ISTANBUL (Reuters) – Turkey said on Sunday it had finalised preparations to create more safe areas in Syria, which would allow the return of refugees who have fled the civil war.
Turkish President Tayyip Erdogan addresses his supporters in Rize, Turkey August 11, 2018. Cem Oksuz/Presidential Palace/Handout via REUTERS
Speaking at his AK Party’s provincial headquarters in the Black Sea city of Trabzon, President Tayyip Erdogan said a quarter of a million people had already returned to liberated areas in Syria.
“God willing soon we will have liberated more places and made more areas safe,” he said.
Turkey is host to 2.7 million refugees from Syria.
Turkey is carrying out an offensive in northern Syria’s Afrin region against the Syrian Kurdish YPG militia, which Ankara considers a terrorist organization linked to Kurdish militants waging an insurgency on Turkish soil.
The Afrin campaign is Turkey’s second cross-border operation during Syria’s seven-year-old civil war. The first, dubbed “Euphrates Shield”, targeted Islamic State and Kurdish fighters further east than Afrin, and was completed in early 2017.
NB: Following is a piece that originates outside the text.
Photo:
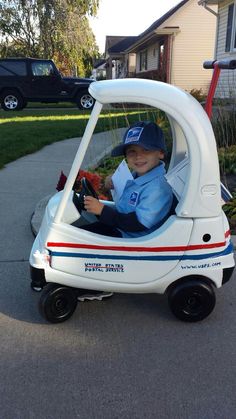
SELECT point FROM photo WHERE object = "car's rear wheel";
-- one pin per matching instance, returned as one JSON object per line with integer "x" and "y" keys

Erdogan said diplomatic and military efforts in Syria’s Idlib province, where Turkey has set up a dozen military observation posts, had been accelerated to avoid a “catastrophe” like those seen in other parts of Syria.
Syria’s government and allied forces backed by Russia and Iran have swiftly recaptured other rebel strongholds in the southwest and vowed to push on and recover all of the country.
Idlib is the largest remaining Syrian rebel-held enclave and there are fears of further bloodshed in the event of a government-backed offensive.
Erdogan also said Turkey was taking steps to save Iraq’s Qandil area from being a “nest of terror” and that if needed northern Iraq’s Sinjar region could be included in this process.
Turkey’s army has ramped up operations in northern Iraq, with the aim of destroying Kurdistan Workers Party (PKK) bases in the Qandil mountains, where high-ranking members of the militant group are thought to be located.